In 1993, a second Childhood Immunization Initiative was undertaken with the goal of achieving, by 1996, 90% immunization coverage among preschool-aged children for vaccines recommended during the first 2 years of life. A critical part of the Childhood Immunization Initiative was to eliminate financial barriers to vaccination and ensure children could be vaccinated at their site of usual care ("medical home"), typically a private provider's office. The Vaccines for Children (VFC) program, established through the Omnibus Reconciliation Act of 1993, initiated an entitlement program for vaccines recommended by ACIP for children who were Medicaid eligible, completely uninsured, or American Indian/Alaska Native. In addition, VFC covered children whose insurance did not cover vaccinations ("underinsured")---but only if they received vaccines at Federally Qualified Health Centers (8). Importantly, VFC authorized ACIP to play the decisive role in which vaccines would be covered, automatically financing vaccines ACIP voted into the program. The VFC grew to cover approximately 45% of U.S. children, including about 70% of African-American and Hispanic children.

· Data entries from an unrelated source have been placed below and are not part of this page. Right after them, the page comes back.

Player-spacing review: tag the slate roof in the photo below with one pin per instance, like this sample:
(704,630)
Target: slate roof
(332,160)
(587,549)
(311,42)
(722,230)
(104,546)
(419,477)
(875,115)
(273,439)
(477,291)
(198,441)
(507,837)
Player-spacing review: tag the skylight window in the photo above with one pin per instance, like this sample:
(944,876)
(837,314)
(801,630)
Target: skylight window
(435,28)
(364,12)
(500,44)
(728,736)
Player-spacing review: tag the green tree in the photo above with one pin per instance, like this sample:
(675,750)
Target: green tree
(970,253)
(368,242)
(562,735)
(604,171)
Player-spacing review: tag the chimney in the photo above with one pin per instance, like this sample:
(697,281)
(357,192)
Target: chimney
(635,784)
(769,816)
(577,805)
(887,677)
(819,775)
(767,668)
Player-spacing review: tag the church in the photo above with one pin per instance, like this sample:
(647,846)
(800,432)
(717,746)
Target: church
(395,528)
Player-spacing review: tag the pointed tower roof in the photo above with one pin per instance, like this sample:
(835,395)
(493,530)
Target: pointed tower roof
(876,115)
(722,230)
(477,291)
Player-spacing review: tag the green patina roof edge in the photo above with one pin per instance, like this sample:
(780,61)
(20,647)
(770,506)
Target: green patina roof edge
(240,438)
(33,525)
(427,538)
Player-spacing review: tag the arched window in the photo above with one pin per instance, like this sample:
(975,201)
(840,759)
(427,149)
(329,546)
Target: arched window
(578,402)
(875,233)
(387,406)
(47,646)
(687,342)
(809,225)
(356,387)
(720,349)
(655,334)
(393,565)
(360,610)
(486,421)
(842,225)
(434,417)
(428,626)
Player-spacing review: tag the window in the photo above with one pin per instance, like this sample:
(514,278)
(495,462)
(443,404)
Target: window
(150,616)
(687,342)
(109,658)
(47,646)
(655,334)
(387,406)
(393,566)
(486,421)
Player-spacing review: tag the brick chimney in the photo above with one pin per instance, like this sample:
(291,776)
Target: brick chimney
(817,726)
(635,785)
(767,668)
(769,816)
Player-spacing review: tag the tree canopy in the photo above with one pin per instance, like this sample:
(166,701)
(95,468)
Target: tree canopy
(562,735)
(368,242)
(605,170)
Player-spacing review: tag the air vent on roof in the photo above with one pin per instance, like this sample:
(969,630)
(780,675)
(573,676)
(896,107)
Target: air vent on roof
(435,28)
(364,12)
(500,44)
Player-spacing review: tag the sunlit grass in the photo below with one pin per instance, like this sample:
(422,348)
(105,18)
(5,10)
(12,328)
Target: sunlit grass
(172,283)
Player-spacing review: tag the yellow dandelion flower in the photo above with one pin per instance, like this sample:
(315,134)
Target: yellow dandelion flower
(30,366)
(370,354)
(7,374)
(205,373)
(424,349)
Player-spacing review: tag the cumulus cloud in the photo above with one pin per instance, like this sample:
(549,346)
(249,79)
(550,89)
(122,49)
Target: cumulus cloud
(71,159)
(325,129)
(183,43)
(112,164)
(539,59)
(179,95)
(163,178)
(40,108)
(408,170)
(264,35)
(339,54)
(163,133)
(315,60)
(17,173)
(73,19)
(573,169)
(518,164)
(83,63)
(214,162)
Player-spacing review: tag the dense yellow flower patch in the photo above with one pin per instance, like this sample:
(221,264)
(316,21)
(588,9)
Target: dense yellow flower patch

Another critical component of Childhood Immunization Initiative was the establishment of the National Immunization Survey (NIS). Starting in 1994, the NIS, through random-digit dialing surveys, obtained statistically valid immunization coverage rates for all 50 states and several urban areas, allowing tracking of progress toward meeting national goals and identification of problem areas for special interventions. The NIS documented that in 1996, ≥90% coverage was achieved for the following vaccines routinely recommended for preschool-aged children: DTP (three or more doses), polio (three or more doses), MMR (one dose), and Haemophilus influenza type b (Hib) (three or more doses). The Childhood Immunization Initiative goal of 70% coverage with three or more doses of hepatitis B vaccine also was met. Furthermore, racial and ethnic disparities in immunization rates, once as high as 20 percentage points for measles, had substantially narrowed (9).

Introduction of New Vaccines and Reduction of Disease, 1989--1999

During 1987--1999, several new vaccines were added to the childhood immunization schedule (Table 1), including Hib conjugate vaccines and hepatitis B vaccines for infants, IPV (replacing OPV), replacement of whole-cell pertussis vaccines with acellular vaccines, and varicella vaccine for all children during the second year of life.

Before the availability of Hib vaccine, an estimated 20,000 children each year developed invasive Hib disease, including 12,000 who developed meningitis. Extensive use of Hib vaccine markedly reduced these numbers and was associated with not only direct protection but with herd immunity as well (10).

Children who acquire chronic hepatitis B virus inf ection in early life have a 15%--25% lifetime risk for early death from liver failure and liver cancer. Before hepatitis B vaccine was available, >25,000 cases of acute hepatitis B virus infection were reported to CDC annually, and an estimated 30%--40% of chronic infections resulted from perinatal or early childhood infections. Initial efforts to reduce the lifetime burden of hepatitis B infection acquired in early life focused on screening high-risk (1984) and then all pregnant women (1988) for chronic hepatitis B virus infection and timely postexposure vaccination and hepatitis B immunoglobulin for their infants. Since 1991, hepatitis B vaccination has been recommended for all infants to reduce their lifetime risk for hepatitis B virus infection and to provide a safety net for infants who might otherwise not receive timely postexposure prophylaxis. In a strategy to eventually eliminate transmission of hepatitis B virus infection in the United States, vaccination has been recommended for adults at high risk for hepatitis B infection (since 1982) and all unvaccinated children and adolescents 0--18 years (since 1999). By 2000, at least 90% of infants were being vaccinated annually. In 2007, declines in reported cases of acute hepatitis B since 1998 were 92% for persons aged <20 years, 59% for persons 20-49 years, and 46% for persons ≥50 years (11).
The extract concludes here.